Dessalement de l’eau : une solution efficace qui peut devenir une menace pour le milieu marin

Le Maroc s’est lancé dans un programme d’installation de stations de dessalement le long de ses côtes. Si elles permettent de faire face au stress hydrique, elles peuvent aussi avoir un lourd impact sur l’environnement. Quelles sont les solutions à ces menaces ? L’éclairage de spécialistes.

Station de dessalement de l'eau de mer de Sidi Ifni. Photo d'illustration.

Dessalement de l’eau : une solution efficace qui peut devenir une menace pour le milieu marin

Le 8 février 2023 à 11h45

Modifié 8 février 2023 à 17h41

Le Maroc s’est lancé dans un programme d’installation de stations de dessalement le long de ses côtes. Si elles permettent de faire face au stress hydrique, elles peuvent aussi avoir un lourd impact sur l’environnement. Quelles sont les solutions à ces menaces ? L’éclairage de spécialistes.

Subissant ces dernières années un taux de stress hydrique élevé, le Maroc a mis en place le Programme national prioritaire d’eau potable et d’irrigation 2020-2027, auquel 115 milliards de dirhams ont été alloués. Au cœur de ce programme, des projets d’installation de stations de dessalement, dont onze sont déjà en service.

Le dessalement d’eau de mer s’impose parfois comme la seule alternative, comme c’est le cas pour les provinces du Sud, ou comme une solution d’appoint dans des régions touchées par les sécheresses récurrentes liées aux changements climatiques. C’est le cas de nombreuses régions déjà en pénurie d’eau (moins de 500 m³ par personne par an), notamment dans l’Oriental, le centre et le sud du pays, nous explique Fouad Amraoui, chercheur et professeur en hydrologie à l’Université Hassan II de Casablanca.
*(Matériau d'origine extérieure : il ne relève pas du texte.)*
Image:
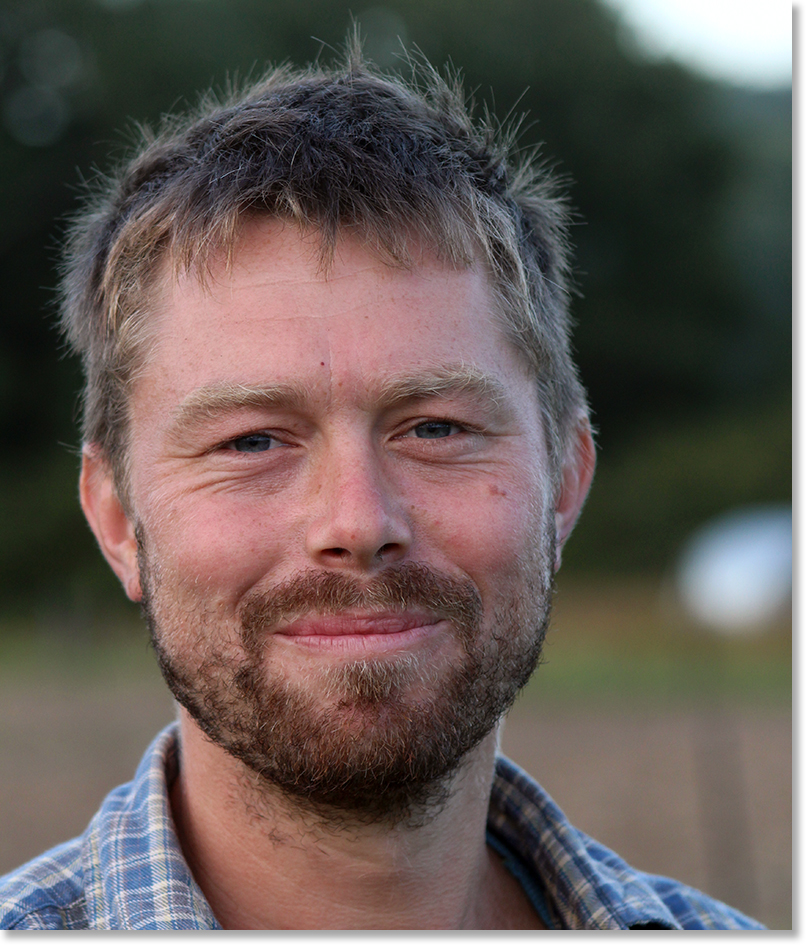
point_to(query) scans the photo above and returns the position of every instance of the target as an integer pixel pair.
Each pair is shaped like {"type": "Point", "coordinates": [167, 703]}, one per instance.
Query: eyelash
{"type": "Point", "coordinates": [461, 429]}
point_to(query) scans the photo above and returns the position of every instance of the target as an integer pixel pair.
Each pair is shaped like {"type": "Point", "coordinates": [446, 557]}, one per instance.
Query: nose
{"type": "Point", "coordinates": [357, 517]}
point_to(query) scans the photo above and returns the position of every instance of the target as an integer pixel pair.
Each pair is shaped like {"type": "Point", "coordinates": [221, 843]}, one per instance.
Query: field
{"type": "Point", "coordinates": [668, 745]}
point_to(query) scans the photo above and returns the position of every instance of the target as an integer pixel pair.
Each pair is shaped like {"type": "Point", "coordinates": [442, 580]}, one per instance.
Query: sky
{"type": "Point", "coordinates": [745, 41]}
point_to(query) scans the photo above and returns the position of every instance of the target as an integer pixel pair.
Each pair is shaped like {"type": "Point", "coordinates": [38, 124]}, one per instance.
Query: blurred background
{"type": "Point", "coordinates": [661, 719]}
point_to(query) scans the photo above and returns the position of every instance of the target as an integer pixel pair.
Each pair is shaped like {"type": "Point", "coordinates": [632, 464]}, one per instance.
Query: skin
{"type": "Point", "coordinates": [346, 482]}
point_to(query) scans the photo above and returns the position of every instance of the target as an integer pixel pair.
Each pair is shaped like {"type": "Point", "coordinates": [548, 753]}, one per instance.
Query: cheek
{"type": "Point", "coordinates": [485, 531]}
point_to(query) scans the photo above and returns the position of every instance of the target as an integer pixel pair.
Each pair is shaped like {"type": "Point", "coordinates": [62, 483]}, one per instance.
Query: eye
{"type": "Point", "coordinates": [255, 442]}
{"type": "Point", "coordinates": [436, 428]}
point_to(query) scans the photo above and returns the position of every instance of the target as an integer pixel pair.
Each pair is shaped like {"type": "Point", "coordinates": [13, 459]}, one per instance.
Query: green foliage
{"type": "Point", "coordinates": [681, 189]}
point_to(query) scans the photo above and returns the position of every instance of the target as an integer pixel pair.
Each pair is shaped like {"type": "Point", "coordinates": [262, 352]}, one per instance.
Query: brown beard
{"type": "Point", "coordinates": [350, 745]}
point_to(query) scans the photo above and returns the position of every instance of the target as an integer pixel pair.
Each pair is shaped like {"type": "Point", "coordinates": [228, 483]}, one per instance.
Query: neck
{"type": "Point", "coordinates": [264, 865]}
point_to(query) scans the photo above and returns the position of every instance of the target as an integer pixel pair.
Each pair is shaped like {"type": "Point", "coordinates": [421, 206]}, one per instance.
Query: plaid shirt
{"type": "Point", "coordinates": [127, 870]}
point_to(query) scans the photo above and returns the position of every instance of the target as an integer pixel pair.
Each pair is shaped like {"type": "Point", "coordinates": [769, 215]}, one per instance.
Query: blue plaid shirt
{"type": "Point", "coordinates": [127, 870]}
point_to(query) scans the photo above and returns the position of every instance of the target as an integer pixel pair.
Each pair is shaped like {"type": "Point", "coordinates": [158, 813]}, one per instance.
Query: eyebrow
{"type": "Point", "coordinates": [217, 399]}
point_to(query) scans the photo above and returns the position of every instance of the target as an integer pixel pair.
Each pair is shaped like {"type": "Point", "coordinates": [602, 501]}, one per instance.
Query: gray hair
{"type": "Point", "coordinates": [340, 150]}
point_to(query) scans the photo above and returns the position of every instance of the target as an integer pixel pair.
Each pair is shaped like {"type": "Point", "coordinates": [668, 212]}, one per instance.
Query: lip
{"type": "Point", "coordinates": [366, 632]}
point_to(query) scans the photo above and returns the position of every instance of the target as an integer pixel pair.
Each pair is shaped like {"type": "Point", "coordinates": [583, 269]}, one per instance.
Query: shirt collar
{"type": "Point", "coordinates": [588, 886]}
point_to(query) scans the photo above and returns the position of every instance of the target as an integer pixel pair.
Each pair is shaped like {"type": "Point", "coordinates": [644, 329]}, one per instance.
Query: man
{"type": "Point", "coordinates": [334, 443]}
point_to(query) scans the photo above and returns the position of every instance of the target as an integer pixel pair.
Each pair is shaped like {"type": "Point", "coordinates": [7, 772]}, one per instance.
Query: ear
{"type": "Point", "coordinates": [109, 521]}
{"type": "Point", "coordinates": [575, 481]}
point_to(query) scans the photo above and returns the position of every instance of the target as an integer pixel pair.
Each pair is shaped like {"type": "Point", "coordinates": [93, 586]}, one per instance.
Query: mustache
{"type": "Point", "coordinates": [407, 586]}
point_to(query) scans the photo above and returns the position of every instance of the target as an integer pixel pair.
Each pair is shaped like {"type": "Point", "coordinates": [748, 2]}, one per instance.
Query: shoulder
{"type": "Point", "coordinates": [695, 910]}
{"type": "Point", "coordinates": [587, 885]}
{"type": "Point", "coordinates": [46, 893]}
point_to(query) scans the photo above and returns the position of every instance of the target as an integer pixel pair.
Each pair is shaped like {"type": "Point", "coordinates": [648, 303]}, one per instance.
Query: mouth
{"type": "Point", "coordinates": [363, 633]}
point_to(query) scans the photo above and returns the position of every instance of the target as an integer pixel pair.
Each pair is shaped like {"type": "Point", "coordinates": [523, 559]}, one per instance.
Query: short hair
{"type": "Point", "coordinates": [343, 150]}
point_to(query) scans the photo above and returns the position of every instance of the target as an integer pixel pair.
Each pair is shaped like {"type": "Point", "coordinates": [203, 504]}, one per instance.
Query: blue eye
{"type": "Point", "coordinates": [257, 441]}
{"type": "Point", "coordinates": [436, 428]}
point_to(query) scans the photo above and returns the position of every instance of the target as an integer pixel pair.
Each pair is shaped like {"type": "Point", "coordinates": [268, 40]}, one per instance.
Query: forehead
{"type": "Point", "coordinates": [272, 309]}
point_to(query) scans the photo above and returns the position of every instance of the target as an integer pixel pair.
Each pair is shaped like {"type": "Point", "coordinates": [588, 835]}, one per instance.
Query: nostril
{"type": "Point", "coordinates": [387, 549]}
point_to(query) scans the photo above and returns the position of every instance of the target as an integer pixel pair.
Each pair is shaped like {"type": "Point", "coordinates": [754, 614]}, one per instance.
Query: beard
{"type": "Point", "coordinates": [358, 741]}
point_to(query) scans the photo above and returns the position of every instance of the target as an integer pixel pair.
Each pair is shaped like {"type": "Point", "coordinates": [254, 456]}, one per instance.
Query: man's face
{"type": "Point", "coordinates": [339, 485]}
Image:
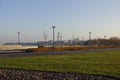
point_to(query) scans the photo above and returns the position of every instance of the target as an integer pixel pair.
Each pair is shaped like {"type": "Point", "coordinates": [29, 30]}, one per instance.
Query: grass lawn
{"type": "Point", "coordinates": [101, 63]}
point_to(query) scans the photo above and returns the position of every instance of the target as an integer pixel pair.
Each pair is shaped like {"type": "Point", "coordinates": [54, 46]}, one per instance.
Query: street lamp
{"type": "Point", "coordinates": [53, 36]}
{"type": "Point", "coordinates": [18, 38]}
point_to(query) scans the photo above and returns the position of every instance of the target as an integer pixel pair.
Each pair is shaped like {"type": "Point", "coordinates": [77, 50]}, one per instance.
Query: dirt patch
{"type": "Point", "coordinates": [11, 74]}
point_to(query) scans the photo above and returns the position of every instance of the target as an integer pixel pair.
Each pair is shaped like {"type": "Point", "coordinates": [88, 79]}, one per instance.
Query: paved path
{"type": "Point", "coordinates": [14, 54]}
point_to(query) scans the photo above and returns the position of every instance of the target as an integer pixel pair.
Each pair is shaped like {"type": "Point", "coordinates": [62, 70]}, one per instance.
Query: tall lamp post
{"type": "Point", "coordinates": [53, 36]}
{"type": "Point", "coordinates": [89, 39]}
{"type": "Point", "coordinates": [18, 38]}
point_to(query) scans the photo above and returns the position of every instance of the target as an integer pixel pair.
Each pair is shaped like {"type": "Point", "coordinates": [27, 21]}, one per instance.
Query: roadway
{"type": "Point", "coordinates": [14, 54]}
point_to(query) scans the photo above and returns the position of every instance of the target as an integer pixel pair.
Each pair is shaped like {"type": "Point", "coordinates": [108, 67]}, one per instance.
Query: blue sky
{"type": "Point", "coordinates": [71, 17]}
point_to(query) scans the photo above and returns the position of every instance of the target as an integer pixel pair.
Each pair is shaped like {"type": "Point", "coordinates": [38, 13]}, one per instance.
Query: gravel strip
{"type": "Point", "coordinates": [10, 74]}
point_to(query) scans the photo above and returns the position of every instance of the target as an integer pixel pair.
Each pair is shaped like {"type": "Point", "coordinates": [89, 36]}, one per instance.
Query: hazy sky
{"type": "Point", "coordinates": [71, 17]}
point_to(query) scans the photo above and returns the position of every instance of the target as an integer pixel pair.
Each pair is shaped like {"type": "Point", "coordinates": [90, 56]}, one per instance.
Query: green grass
{"type": "Point", "coordinates": [102, 63]}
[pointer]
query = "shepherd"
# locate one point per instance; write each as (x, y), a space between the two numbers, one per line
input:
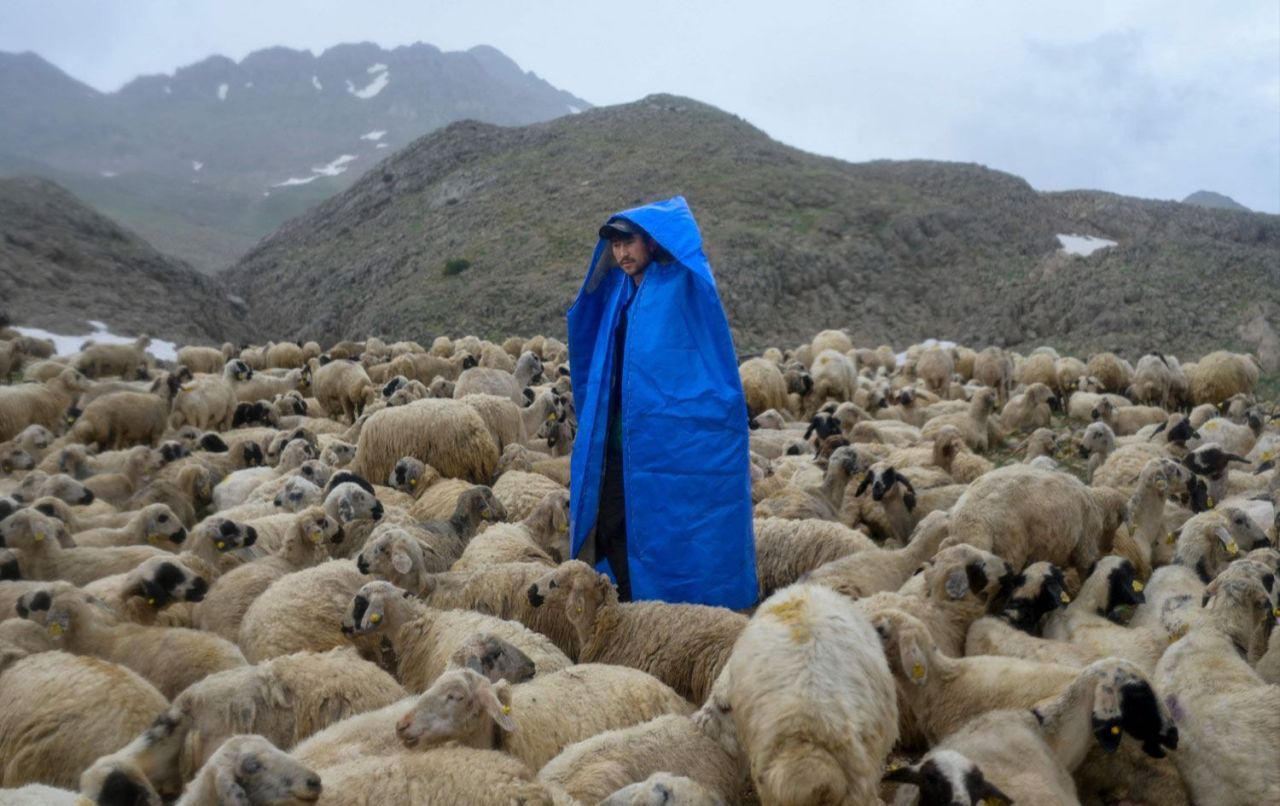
(661, 479)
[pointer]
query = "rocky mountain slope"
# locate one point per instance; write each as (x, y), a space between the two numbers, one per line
(206, 161)
(62, 265)
(892, 251)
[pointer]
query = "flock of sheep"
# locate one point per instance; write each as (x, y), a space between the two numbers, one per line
(283, 575)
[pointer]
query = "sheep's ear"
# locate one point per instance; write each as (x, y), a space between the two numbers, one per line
(958, 582)
(401, 561)
(496, 699)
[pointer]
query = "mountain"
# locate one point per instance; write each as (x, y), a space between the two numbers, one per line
(210, 159)
(1208, 198)
(894, 251)
(62, 265)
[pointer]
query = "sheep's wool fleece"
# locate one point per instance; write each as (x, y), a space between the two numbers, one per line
(684, 418)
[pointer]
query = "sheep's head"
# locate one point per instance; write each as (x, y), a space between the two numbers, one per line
(348, 502)
(297, 494)
(461, 705)
(161, 527)
(947, 777)
(493, 658)
(378, 605)
(1034, 592)
(250, 769)
(160, 581)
"Le Maroc connaît également une urbanisation galopante liée à un exode rural dirigé vers les villes côtières. La pression sur l’eau est donc de plus en plus forte, alors que la ressource, elle, est limitée et parfois insuffisante pour répondre aux besoins", ajoute-t-il.

Onze stations opérationnelles au Maroc

Selon Wafae El Harraki, cheffe du service Développement des eaux non conventionnelles au ministère de l’Equipement et de l’eau, onze stations de dessalement sont actuellement en service, les dernières étant celles de Laâyoune et Safi. Ces stations visent à contribuer à la satisfaction des besoins nationaux en termes d’irrigation, d’industrie et d’eau potable.

"Ces stations sont mises en place afin de soulager la pression sur les ressources en eau des zones côtières et d’améliorer la résilience au changement climatique des différentes régions du Royaume, pour répondre aux multiples besoins intégrant l’approvisionnement en eau potable et industrielle ainsi que l’irrigation de cultures à haute valeur ajoutée", explique-t-elle.

Concernant les projets programmés, différents projets de dessalement d’eau de mer ont été intégrés au Programme national d’approvisionnement en eau potable et d’irrigation 2020-2027 : le projet de dessalement de Casablanca-Settat, celui de Dakhla et celui de l’Oriental. Cela permettra au Maroc de traiter plus d’un milliard de mètres cubes d’eau dessalée par an à l’horizon 2027.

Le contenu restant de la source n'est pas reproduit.